Be forewarned: The writer of this blog is an extremely cynical, snarky, pro-US, secular, libertarian, disgruntled sandmonkey. If this is your cup of tea, please enjoy your stay here. If not, please sod off

Sunday, November 06, 2005

Playing politics with the riots

With the French riots entering well into their second week strong as ever (918 cars burned so far), one has to wonder of the effects of those riots on the french political scene and how it will affect Chirac's government. Interestingly, it seems that the government is split over the riots and both de Villepin and Sarkozy playing politics with them in hopes to advance their future presidential ambitions. And despite the hype, it seems that Sarkozy maybe gaining from all that's been going on. But it is also a philosophical rift. De Villepin stands for those who would preserve the principles of equality and “Frenchness” in dealing with immigrants: demanding that they remove their headscarves and fit in with the culture. Sarkozy has spun a complicated, twin-stranded message. He has advocated tough action against violence, in an appeal to the right. But he has also backed affirmative action in jobs and education, in an appeal to the centre-left. He has provoked a row in his own party by suggesting that immigrants should be able to vote in local elections. On Monday morning it looked as though this saga might be the downfall of the endlessly ambitious Sarkozy. His weekend remarks that criminals were “scum” and his vow to “hose down” the lawless estates were taken as a declaration of war by some immigrants, and shocked centre-left commentators. Chirac, spotting a chance to promote his protégé de Villepin, emerged from two months of near-silent convalescence, to call for “respect” in the use of language. But de Villepin may now have sabotaged his own cause. He has been jumped on by MPs since losing his temper on Wednesday, retorting, “Since you know everything, you give me the answers”, to one MP, and shrugging his shoulders in a manner seen as dismissive and arrogant. Some in his party have also criticised him for allowing a junior minister openly to attack Sarkozy - and for appropriating the riots for his own battles against the Interior Minister. Meanwhile, Sarkozy’s tough talk has won support in some unexpected quarters, including some residents of the troubled suburbs themselves, fed up with the violence. His rise to prominence, during an earlier spell as Interior Minister, was due partly to his tough stance on crime. Hmmm........

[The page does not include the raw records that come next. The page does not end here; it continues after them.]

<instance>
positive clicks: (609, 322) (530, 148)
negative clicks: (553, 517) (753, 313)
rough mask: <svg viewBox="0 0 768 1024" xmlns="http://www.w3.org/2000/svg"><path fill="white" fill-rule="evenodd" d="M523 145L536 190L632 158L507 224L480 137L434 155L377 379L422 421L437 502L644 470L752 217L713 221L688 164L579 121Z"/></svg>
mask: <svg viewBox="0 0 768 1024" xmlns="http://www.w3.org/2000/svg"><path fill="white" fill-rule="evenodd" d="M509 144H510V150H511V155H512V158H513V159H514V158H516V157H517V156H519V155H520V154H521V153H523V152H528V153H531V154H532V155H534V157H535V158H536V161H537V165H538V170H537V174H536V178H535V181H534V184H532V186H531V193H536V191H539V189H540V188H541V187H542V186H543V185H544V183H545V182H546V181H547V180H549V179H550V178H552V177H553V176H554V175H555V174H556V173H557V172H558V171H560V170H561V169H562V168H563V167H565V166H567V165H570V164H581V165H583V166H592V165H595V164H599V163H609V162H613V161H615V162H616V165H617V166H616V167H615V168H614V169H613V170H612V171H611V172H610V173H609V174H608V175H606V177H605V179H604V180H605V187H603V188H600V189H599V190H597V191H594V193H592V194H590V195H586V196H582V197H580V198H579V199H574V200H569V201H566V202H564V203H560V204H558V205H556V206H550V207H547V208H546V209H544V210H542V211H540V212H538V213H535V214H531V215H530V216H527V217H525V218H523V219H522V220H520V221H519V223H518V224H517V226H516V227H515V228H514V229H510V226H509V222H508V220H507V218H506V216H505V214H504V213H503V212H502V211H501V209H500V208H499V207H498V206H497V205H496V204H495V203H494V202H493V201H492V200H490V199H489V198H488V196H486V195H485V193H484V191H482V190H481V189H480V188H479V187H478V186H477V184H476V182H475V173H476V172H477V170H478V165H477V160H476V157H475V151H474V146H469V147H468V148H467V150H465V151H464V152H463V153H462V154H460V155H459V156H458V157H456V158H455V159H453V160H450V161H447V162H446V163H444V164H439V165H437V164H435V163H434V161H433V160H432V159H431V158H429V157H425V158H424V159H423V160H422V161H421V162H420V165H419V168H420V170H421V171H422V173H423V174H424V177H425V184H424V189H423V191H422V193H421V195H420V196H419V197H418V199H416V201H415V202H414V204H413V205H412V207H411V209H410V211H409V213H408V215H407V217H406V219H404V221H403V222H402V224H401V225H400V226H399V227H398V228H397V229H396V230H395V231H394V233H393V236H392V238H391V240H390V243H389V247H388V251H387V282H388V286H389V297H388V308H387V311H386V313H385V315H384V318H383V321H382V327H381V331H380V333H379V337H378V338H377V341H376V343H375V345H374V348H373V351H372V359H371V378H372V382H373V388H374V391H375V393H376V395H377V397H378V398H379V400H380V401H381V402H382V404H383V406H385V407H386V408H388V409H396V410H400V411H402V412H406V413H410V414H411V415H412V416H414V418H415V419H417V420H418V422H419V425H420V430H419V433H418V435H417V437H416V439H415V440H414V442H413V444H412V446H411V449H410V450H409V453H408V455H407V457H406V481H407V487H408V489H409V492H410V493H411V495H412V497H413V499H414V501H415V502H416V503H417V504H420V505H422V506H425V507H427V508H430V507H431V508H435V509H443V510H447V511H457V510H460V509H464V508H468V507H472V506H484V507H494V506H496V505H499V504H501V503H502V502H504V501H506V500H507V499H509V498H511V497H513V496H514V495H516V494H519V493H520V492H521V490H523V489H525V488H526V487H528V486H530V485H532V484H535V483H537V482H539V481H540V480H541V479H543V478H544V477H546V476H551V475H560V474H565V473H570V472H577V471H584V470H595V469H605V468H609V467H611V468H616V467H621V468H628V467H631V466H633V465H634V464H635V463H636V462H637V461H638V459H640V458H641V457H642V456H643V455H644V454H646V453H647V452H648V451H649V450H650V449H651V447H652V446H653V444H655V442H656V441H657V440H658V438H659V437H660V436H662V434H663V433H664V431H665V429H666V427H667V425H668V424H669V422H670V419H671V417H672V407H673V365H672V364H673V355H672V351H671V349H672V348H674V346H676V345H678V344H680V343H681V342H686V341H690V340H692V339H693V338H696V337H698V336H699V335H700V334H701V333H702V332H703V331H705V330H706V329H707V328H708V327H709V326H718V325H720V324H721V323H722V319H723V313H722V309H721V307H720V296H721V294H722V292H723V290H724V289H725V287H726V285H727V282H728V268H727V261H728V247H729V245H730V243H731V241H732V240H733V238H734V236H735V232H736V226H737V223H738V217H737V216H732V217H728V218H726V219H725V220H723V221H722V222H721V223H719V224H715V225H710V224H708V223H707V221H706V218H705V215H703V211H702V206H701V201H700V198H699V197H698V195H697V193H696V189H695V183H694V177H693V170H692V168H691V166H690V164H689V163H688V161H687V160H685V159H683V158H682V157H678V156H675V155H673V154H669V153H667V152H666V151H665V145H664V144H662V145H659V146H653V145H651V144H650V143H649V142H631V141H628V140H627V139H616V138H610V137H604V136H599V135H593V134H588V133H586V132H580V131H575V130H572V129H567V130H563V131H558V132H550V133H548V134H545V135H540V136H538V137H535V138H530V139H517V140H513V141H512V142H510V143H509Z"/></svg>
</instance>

At 11/06/2005 05:47:00 AM, Anonymous Tina said...

I think Sarkozy will come out on top on this one. Even the residents of these suburbs know they can never improve their lives through rampages. Respect is earned it can never just be "given". If these people have been shut out of french society, and it sounds as though they have, then Sarkozy's method is the best for the people. Give them a hand up and not a hand out.

Welfare is always a trap and it's the elitists way of saying "you are not capable of being equal to us".

We have seen in Iraq that, given the opportunity, the Iraqi people can overcome every obsticle. They are opening 30,000 businesses every month.

If Sarkozy wins on this one, you will see better schools and more opportunity and perhaps a sane method of bringing their immigrants into the mainstream of french society.

At 11/06/2005 10:30:00 AM, Blogger CanadianGoose said...

I wonder what kind of effect this has on the French people.